As an example of this complexity, consider the seemingly
straightforward question of what moral standard should be
used when autonomous vehicles face life-and-death
decisions about how to distribute risk over the vehicles
passengers and people outside of the car. There is clearly
diversity and argument about the right answer to this
question, as seen in the large literature on the so-called
“Trolley Problem.” Some argue that the best ethical
standard would treat all lives equally, and thereby require
the vehicle to attempt to minimize the number of casualties
regardless of where they are located. Others argue that
special weight can be given to the vehicle’s passengers, and
so the vehicle can choose actions that are most likely to
minimize harm to them. Any design choice will thereby lead
to a system that someone thinks is biased. For example,
autonomous vehicles that prioritise passenger safety would
exhibit a moral bias according to the standards of the former
position, while proponents of the second view would regard
this behavior as unbiased or appropriate.
Additional considerations may also be relevant to the all
things considereddetermination of whether an ethical bias
in favor of passengers should be eliminated or corrected.
For example, suppose an ethical bias in favor of passengers
turned out (after empirical investigation) to be the only way
to secure trust in autonomous vehicles. Since this
technology is reasonably expected to reduce the current high
levels of traffic-related fatalities, then there may be an “all
things considered” ethical obligation to act so as to increase
the likelihood of their adoption, even if that means using a
“local” ethical bias.
These questions are all fundamentally about our values,
both individual and societal, and as such, cannot be entirely
answered using technology. They are ethical questions in
the sense that they concern our human values and goals, and
the means that are permissible to use in pursuing them.
Nonetheless, they are questions that cannot be avoided as
we assess the performance of algorithms and the systems of
which they are a part.
In light of this insight, the foundation of any process for
assessing the potential for problematic bias must be a robust
and comprehensive understanding of the role that an
autonomous system is likely to play in the social contexts in
which it is deployed, as well as the basic ethical and legal
norms that are relevant to that context. Failure to appreciate
the full range of relevant ethical and legal norms in force in
a context increases the likelihood that autonomous systems
will suffer from transfer context or interpretation bias.

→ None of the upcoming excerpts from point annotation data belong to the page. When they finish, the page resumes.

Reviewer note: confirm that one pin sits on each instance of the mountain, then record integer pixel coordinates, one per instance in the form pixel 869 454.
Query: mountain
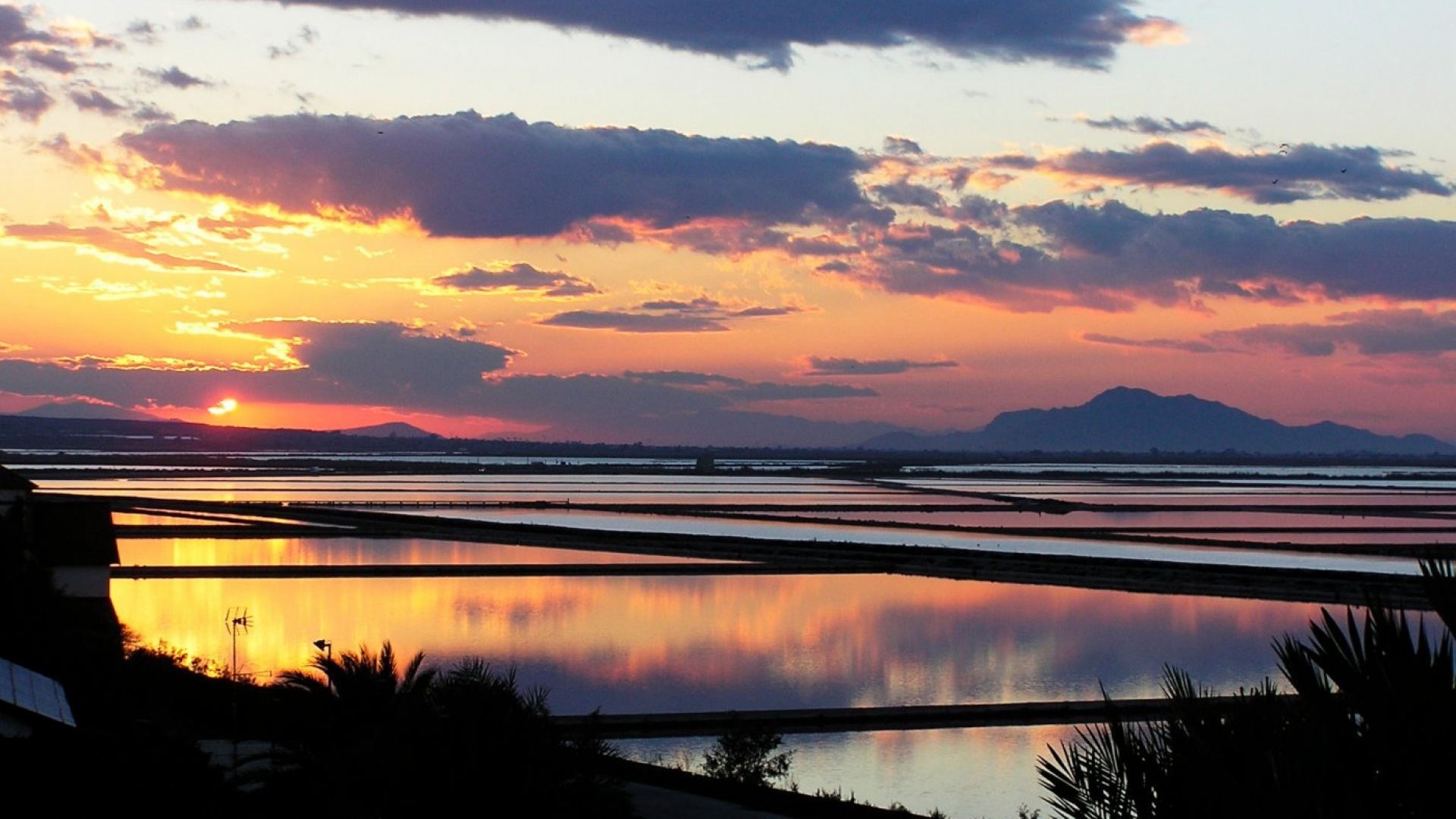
pixel 391 430
pixel 1131 420
pixel 85 410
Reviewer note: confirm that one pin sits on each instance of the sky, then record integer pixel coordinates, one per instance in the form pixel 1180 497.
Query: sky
pixel 739 223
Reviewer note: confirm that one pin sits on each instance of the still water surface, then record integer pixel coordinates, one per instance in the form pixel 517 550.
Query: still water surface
pixel 631 645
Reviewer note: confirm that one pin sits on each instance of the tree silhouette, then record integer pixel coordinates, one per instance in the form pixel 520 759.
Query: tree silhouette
pixel 1366 732
pixel 379 739
pixel 747 757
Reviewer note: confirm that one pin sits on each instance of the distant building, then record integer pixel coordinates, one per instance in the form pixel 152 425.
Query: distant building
pixel 71 537
pixel 55 557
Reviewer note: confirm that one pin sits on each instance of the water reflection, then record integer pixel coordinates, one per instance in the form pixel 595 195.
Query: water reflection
pixel 708 643
pixel 357 551
pixel 900 537
pixel 965 773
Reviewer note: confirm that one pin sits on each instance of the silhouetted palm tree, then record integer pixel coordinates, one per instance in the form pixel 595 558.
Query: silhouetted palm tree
pixel 378 739
pixel 1367 732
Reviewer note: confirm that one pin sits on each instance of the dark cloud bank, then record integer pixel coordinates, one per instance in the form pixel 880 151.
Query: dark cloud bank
pixel 471 175
pixel 389 365
pixel 1112 257
pixel 1301 172
pixel 1074 33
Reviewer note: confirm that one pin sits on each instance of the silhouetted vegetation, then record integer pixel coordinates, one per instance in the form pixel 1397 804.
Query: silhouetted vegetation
pixel 381 738
pixel 747 757
pixel 1367 730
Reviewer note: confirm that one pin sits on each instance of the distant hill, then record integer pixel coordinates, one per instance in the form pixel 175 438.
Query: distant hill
pixel 85 410
pixel 1128 420
pixel 391 430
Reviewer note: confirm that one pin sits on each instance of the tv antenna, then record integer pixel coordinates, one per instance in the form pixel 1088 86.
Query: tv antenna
pixel 237 621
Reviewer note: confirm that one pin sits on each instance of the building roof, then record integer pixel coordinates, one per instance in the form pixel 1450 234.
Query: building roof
pixel 72 532
pixel 33 695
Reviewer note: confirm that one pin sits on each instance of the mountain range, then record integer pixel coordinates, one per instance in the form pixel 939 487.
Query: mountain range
pixel 1119 422
pixel 1128 420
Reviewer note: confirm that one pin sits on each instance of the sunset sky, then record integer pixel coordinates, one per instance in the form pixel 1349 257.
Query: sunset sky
pixel 791 223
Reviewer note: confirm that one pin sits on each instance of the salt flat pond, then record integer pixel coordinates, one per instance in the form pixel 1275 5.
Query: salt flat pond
pixel 692 643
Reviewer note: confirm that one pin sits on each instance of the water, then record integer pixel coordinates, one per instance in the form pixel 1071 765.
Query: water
pixel 628 645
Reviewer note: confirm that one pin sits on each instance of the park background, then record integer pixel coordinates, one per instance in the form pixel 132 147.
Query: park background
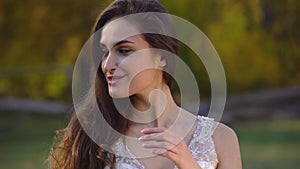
pixel 258 42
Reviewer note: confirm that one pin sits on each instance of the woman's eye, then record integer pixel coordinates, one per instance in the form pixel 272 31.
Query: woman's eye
pixel 124 51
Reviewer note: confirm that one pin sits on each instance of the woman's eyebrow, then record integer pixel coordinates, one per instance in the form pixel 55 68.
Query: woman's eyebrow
pixel 103 46
pixel 122 42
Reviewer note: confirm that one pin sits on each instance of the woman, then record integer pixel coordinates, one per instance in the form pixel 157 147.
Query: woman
pixel 131 68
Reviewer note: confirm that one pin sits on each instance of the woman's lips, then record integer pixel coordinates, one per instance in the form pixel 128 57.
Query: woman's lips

3.2 Intervening on Problematic Bias
Although some algorithmic biases are neutral or even
desirable, many are problematic and should be mitigated. As
noted above, a prerequisite for this mitigation is an
understanding of the relationship between the autonomous
system and the ethical and legal norms in force in the
relevant contexts. If we have such understanding, then we
could potentially mitigate simply by improving this
relationship. For example, we might restrict the scope of
operation for the system in question so that there is no
longer a mismatch in system performance and task
demands. Or we might attempt to redesign the system to
ensure that it operates in better conformity with relevant
norms and constraints.
At a more general level, if we determine that some form
of bias requires mitigation or response then we have to be
willing to consider responses of various kinds. In the best-
case scenario, we might develop a novel algorithm that does
not exhibit the problematic bias. Or we might be able to use
one type of algorithmic bias to compensate for some other
ineliminable bias. For example, suppose our measurement
or sampling processes in some domain produce an
ineliminable training data bias. If we know the nature of this
training data bias, then we can use a bias in the algorithmic
processing to offset or correct for the data bias, thereby
yielding an overall unbiased system. That is, we can try to
develop a system that is overall statistically unbiased, even
though different components each exhibit algorithmic bias.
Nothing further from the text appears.